Searching for the grapest jelly of them all
By KATHY SAUNDERS
Published June 6, 2007
Grape jelly ranking:
One of our panelists said he never ate grape jelly as a child because his father hated it and wouldn't permit it in the house.
Another judge said that grape jelly was the only flavor she had ever tasted.
Our test produced similar results. Some judges loved it, but another said he would never buy it.
We lathered seven varieties of grape jelly on crackers or bread to select the best brand.
Hannaford's jelly $1.39 for 18 ounces from Sweetbay was the best, according to our jelly lovers.
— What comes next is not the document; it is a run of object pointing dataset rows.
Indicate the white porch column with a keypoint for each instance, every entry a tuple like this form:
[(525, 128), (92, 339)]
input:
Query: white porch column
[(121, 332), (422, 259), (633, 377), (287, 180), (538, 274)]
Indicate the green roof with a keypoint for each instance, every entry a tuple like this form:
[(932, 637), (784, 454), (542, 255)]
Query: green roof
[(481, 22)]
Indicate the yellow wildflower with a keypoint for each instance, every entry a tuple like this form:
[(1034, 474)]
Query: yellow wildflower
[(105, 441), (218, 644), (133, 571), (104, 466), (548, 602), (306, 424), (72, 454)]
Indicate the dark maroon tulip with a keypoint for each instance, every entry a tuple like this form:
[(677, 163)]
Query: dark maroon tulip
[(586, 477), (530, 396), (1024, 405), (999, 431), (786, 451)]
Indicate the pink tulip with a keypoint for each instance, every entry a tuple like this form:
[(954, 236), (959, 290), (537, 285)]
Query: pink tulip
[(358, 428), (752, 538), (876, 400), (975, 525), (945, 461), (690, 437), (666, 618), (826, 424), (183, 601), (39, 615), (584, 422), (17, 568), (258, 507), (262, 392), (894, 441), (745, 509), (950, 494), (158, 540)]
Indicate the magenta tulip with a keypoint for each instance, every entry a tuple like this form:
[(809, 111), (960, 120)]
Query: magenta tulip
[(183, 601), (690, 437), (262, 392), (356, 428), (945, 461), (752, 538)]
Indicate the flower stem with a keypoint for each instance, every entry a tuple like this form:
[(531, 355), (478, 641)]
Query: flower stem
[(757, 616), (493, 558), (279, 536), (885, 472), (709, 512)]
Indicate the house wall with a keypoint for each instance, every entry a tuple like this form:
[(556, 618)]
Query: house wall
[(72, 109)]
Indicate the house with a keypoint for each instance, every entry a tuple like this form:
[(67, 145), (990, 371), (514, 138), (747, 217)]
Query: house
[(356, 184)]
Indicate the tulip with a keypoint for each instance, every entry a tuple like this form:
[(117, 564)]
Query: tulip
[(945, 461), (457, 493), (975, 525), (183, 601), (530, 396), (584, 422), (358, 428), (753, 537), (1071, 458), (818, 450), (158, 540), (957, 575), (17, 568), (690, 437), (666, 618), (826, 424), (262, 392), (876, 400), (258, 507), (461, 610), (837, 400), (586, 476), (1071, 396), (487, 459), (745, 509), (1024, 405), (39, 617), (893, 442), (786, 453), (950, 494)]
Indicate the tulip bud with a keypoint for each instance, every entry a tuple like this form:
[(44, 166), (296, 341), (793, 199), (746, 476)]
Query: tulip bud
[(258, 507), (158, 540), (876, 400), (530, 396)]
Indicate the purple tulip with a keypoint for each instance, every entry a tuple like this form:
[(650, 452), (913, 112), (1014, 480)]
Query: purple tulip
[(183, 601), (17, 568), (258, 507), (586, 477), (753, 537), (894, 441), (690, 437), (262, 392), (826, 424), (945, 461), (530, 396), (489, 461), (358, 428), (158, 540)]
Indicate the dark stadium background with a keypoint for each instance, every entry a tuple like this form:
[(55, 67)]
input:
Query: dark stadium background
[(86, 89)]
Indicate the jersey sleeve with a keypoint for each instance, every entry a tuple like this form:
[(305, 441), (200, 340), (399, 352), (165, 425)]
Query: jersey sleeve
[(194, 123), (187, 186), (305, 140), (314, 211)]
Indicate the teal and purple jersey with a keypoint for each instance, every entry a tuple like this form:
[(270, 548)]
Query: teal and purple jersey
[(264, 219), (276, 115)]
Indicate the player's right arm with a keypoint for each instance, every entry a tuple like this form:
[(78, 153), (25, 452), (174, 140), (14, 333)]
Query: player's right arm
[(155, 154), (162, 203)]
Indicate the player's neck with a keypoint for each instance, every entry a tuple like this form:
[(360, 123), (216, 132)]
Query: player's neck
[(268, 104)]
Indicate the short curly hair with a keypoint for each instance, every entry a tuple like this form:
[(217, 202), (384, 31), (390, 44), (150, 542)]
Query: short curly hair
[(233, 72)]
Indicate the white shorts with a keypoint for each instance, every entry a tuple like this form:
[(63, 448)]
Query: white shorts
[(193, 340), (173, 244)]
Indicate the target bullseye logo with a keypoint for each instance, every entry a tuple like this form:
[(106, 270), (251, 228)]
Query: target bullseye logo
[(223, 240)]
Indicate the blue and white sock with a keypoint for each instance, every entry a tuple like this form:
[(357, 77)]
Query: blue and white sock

They gave it 62 of 100 possible points.
"It's soft and almost tastes like candy, " said one panelist, who likened the flavor to cabernet.
Another said it was "as good as a nap on Sunday."
"My kids would love this with peanut butter, " said a mother on our panel.
Three of the four judges said they would buy the Sweetbay store brand.
The same three liked the grape jelly from well-known Welch's ($1.79 for 18 ounces at Publix). They gave Welch's 60 points.
The jelly packed plenty of grape flavor into a cranberry sauce-like texture. Three judges said they usually buy Welch's jelly and would continue to do so.
"It's like kissing Barney, the grape-colored dinosaur - you don't believe the sweetness, " said the one panelist, who found the jelly too sugary.
He liked the third choice best, although he was outnumbered by those who preferred the first two selections.
His favorite was the grape jelly from Smucker's ($1.69 for 12 ounces from Publix). Overall, that jelly scored 34 points, most of which came from the one judge who said he would buy the brand.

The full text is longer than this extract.